Brown and his coworkers had expected to find it in Asia like the other four Native American markers, and are now pressed to account for the gap in their data. One possible scenario that fits well with the Kennewick Man finding is that a group of Caucasians migrated from Europe to North America before 9000 years ago. Researchers note that, besides Kennewick Man, another anomalous early American skeleton is that of the Spirit Cave Mummy from Nevada, which also combines features of Caucasoid and Mongoloid physiques. Further study of the global distribution of Lineage X should help clarify this intriguing new aspect of early American migrations.

See ViewZone's original story on the background of the Kennewick Man's discovery.

New Discoveries!

UPDATE: September 10th, 1999

With permission finally, but reluctantly, granted by authorities, two tiny samples have been taken from the collection of bones to be used for radiocarbon dating to determine Kennewick Man's age. This somewhat odd permission was granted despite the previous tests which were conducted three years ago and which indicated the bones were more than 9,000 years old. Researchers were hoping that they would have been allowed to extract DNA samples and put to rest the arguments about the racial origins, but this will have to wait, again, as the political battle over the early inhabitants of North America are waged once more.
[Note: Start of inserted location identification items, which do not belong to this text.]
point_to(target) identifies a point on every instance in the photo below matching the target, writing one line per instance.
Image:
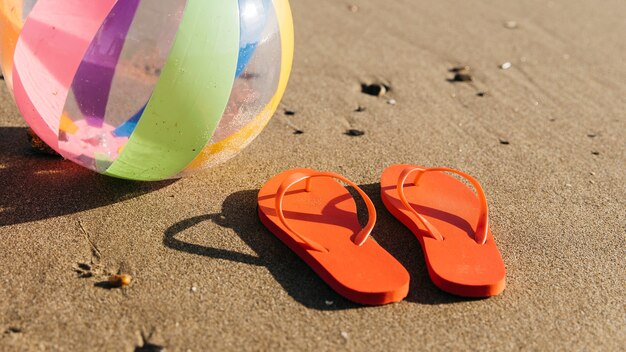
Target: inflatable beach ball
(146, 89)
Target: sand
(208, 276)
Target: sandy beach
(542, 125)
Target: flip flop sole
(457, 264)
(365, 274)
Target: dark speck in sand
(354, 133)
(375, 89)
(13, 330)
(461, 74)
(149, 347)
(461, 77)
(457, 69)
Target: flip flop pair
(316, 217)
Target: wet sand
(545, 137)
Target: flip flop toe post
(316, 217)
(451, 223)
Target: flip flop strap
(358, 239)
(480, 234)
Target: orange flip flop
(451, 223)
(316, 217)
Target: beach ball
(146, 89)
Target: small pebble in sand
(460, 68)
(462, 73)
(120, 280)
(13, 330)
(462, 77)
(354, 133)
(510, 24)
(375, 89)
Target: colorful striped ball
(146, 90)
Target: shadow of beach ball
(146, 90)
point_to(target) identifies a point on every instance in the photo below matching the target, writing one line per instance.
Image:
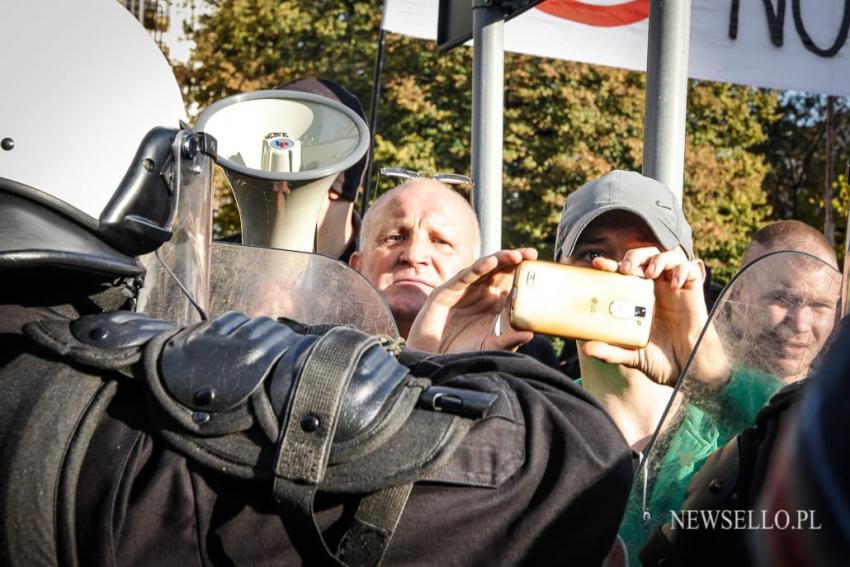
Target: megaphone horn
(281, 151)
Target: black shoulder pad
(109, 341)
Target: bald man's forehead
(418, 198)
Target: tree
(565, 123)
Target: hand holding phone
(582, 303)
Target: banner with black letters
(786, 44)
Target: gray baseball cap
(624, 191)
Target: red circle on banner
(611, 16)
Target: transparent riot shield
(308, 288)
(766, 330)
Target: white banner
(785, 44)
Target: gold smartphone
(582, 303)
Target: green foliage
(565, 123)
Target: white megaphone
(281, 151)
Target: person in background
(414, 238)
(800, 301)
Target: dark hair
(791, 235)
(349, 181)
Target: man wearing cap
(622, 222)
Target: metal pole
(667, 92)
(829, 217)
(373, 118)
(488, 99)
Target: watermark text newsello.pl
(744, 520)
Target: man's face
(611, 235)
(415, 241)
(788, 313)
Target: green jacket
(704, 426)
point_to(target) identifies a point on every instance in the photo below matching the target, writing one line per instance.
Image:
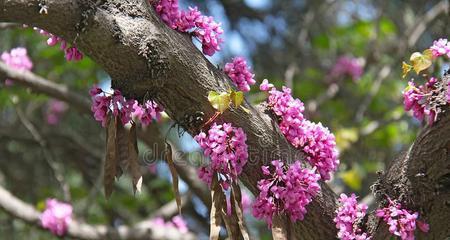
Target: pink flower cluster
(18, 59)
(441, 47)
(226, 146)
(287, 189)
(204, 28)
(177, 222)
(314, 139)
(240, 73)
(55, 109)
(418, 100)
(350, 66)
(71, 52)
(320, 145)
(103, 103)
(401, 222)
(347, 216)
(56, 217)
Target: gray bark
(146, 58)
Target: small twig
(57, 169)
(9, 25)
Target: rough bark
(146, 58)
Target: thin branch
(9, 25)
(413, 35)
(42, 85)
(56, 167)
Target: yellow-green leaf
(219, 101)
(421, 61)
(406, 69)
(237, 98)
(352, 178)
(345, 137)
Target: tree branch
(146, 58)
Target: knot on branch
(157, 61)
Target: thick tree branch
(143, 231)
(150, 135)
(146, 58)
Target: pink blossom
(240, 73)
(151, 111)
(18, 59)
(71, 53)
(440, 47)
(350, 66)
(347, 217)
(320, 146)
(265, 85)
(286, 189)
(227, 148)
(55, 110)
(314, 139)
(204, 28)
(119, 106)
(418, 99)
(208, 32)
(246, 201)
(401, 222)
(177, 222)
(56, 217)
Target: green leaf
(421, 61)
(352, 178)
(406, 69)
(237, 98)
(219, 101)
Researchers Wednesday extracted two 10-gram samples, about one-third of an ounce each, from the bones, which have been stored at the Burke Museum in Seattle. The samples will be hand-carried to laboratories in Miami, Tucson, Ariz., and Riverside, Calif., for accelerator mass spectrometry testing.

As expected, five Native American tribes, who have claimed Kennewick Man as an ancestor, object to the tests as a desecration.

"We recognize and sincerely regret that destruction of any amount of bone is offensive to some religious and traditional tribal beliefs," said Francis McManamon, chief archaeologist for the U.S. Department of the Interior, which is overseeing the process. "However, to reasonably answer the question of whether Kennewick Man is Native American for the purposes of NAGPRA (the Native American Graves Protection and Repatriation Act), and to undertake any further studies if he is, it is vitally important to know whether these bones are 80 years old or 800 years old or 8,000 years old."

Rather than keeping an open mind, The Interior Department will automatically declare the remains as Native American under federal law if the bones are more than 500 years old. This will then give weight to Native American protests against further testing and forever prevent DNA tests which could reveal the true racial ethnicity of early American inhabitants. Laboratory dating results are expected in November.

The only remaining chance to perform DNA tests will come when the Interior Department faces it's next task which will be to attempt to determine which of the five contending Native American tribes can rightfully claim the remains. But this decision still could be made without DNA tests. The final ownership will likely be disputed in Federal Court.

With mounting evidence that Native American tribes were not the only early inhabitants of North America, and with recent DNA markers that seem to illustrate a European -- NOT Asian -- origin for many Native American races, the significance of learning Kennewick Man's ethnicity cannot be overstated. Once his remains are given to tribal authorities and buried, an important clue to our early human history will be lost forever.